Predicting Influence in Starbucks Offer/Customer Datasets

A novice’s journey in the Udacity Data Science Nanodegree Capstone Project

erik james mason
The Startup
15 min readJan 20, 2021

--

Photo by Laura Chouette on Unsplash (reframed by author)

The Starbucks Capstone Project:

This article details the capstone project from Udacity Data Science Nanodegree program which is compromised of simulated data, containing offer portfolio details, customer profile details, and transcripts of interactions from the Starbucks rewards mobile app.

The task is to combine the available datasets and determine which demographic groups respond best to which offer types.

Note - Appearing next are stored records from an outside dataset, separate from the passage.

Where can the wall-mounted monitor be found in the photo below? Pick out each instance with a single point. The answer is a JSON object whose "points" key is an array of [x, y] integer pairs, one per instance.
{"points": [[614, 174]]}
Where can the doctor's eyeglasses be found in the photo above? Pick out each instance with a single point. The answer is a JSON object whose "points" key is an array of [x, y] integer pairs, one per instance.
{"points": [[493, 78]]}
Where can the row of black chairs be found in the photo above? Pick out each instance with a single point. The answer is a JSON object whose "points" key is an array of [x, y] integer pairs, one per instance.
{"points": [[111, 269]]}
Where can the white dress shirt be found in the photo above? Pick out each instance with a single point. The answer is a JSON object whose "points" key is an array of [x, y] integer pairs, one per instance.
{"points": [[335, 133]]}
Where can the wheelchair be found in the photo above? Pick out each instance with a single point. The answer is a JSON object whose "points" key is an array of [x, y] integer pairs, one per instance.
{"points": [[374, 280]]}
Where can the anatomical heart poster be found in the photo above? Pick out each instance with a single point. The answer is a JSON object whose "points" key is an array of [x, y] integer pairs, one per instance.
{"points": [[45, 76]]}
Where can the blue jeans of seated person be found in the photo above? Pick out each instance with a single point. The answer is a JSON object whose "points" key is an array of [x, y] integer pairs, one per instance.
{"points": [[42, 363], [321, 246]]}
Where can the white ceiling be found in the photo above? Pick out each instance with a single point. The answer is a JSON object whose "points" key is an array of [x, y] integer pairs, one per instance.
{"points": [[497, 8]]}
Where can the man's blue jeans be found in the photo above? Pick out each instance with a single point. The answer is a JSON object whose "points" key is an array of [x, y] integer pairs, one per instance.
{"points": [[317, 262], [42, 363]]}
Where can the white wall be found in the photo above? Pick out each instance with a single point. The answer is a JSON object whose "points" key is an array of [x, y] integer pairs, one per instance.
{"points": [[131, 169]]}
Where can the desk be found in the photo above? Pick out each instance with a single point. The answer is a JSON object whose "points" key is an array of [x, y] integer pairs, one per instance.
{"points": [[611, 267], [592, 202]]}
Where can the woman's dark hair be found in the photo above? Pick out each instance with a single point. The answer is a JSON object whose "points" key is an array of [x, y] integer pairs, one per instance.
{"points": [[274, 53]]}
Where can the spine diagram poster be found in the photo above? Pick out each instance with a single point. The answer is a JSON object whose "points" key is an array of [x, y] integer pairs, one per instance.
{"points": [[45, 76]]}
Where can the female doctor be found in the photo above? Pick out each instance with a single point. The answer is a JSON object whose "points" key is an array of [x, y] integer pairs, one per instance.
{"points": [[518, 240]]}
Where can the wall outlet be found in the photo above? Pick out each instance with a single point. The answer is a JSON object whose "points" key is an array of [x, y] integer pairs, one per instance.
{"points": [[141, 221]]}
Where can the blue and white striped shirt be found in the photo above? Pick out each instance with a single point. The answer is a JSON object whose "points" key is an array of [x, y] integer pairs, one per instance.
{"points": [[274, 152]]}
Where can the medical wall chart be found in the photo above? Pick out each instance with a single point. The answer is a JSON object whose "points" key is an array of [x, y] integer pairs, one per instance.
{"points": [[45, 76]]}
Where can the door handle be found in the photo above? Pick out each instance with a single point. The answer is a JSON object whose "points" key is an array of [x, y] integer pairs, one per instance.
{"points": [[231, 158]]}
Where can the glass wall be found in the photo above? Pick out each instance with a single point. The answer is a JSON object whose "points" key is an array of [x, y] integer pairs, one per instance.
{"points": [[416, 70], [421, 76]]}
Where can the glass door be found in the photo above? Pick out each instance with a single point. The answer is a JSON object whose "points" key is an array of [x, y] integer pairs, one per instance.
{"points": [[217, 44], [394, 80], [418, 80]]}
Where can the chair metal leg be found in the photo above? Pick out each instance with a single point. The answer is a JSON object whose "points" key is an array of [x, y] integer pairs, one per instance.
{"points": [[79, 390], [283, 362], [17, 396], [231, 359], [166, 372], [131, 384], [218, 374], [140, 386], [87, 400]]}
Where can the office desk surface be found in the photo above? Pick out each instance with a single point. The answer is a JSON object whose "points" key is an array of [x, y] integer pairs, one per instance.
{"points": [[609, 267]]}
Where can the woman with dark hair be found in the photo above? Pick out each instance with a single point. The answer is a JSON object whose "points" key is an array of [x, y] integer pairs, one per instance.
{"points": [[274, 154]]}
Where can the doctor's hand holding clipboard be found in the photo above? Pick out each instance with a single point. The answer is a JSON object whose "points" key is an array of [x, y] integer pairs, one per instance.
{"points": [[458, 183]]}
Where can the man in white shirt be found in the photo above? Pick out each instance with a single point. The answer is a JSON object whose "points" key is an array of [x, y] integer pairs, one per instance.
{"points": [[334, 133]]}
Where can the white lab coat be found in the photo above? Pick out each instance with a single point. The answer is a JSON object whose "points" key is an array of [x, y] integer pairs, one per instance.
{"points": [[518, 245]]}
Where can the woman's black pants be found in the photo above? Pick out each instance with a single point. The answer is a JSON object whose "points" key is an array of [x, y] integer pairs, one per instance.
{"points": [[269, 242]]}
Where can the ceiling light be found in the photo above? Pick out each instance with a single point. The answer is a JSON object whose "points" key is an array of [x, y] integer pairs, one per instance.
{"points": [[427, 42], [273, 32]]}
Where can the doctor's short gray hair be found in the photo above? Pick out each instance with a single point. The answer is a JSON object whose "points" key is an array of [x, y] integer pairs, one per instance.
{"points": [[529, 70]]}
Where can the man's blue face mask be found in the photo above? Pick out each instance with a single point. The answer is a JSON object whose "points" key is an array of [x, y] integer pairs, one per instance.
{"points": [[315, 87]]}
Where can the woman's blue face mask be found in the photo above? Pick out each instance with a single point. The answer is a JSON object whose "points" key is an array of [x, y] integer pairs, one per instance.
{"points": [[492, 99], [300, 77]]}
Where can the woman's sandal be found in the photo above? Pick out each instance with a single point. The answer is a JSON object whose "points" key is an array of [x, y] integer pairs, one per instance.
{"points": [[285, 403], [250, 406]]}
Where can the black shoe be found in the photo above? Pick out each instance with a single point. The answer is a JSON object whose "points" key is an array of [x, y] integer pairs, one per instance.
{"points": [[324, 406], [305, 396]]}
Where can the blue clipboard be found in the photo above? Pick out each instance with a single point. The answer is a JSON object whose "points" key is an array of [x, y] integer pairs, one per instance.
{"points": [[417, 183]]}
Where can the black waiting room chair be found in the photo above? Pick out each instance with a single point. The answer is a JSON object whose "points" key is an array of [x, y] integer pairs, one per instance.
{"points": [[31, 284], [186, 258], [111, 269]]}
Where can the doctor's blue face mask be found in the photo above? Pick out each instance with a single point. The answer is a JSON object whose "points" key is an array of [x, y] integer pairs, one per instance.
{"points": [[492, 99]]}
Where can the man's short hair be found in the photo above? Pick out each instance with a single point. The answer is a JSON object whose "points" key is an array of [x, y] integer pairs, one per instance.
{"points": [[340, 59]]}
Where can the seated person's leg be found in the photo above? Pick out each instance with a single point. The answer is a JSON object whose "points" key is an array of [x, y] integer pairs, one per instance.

Please see notebook in the opening section (1 Udacity’s Introduction) for more details from Udacity concerning the project.

Outline for this article:

  1. Data
  2. EDA (exploratory data analysis)
  3. Preprocessing/Engineering
  4. Modeling
  5. Issues & Conclusions

Potential Business Questions:

  1. What offers and offer types tend to perform well and why?
  2. Which, if any, demographic groups can be identified in relation to responsiveness to offers?
  3. Inversely, which offers/demographics do not perform/respond well?
  4. If an appropriate model can be created, which metric should be addressed for optimization?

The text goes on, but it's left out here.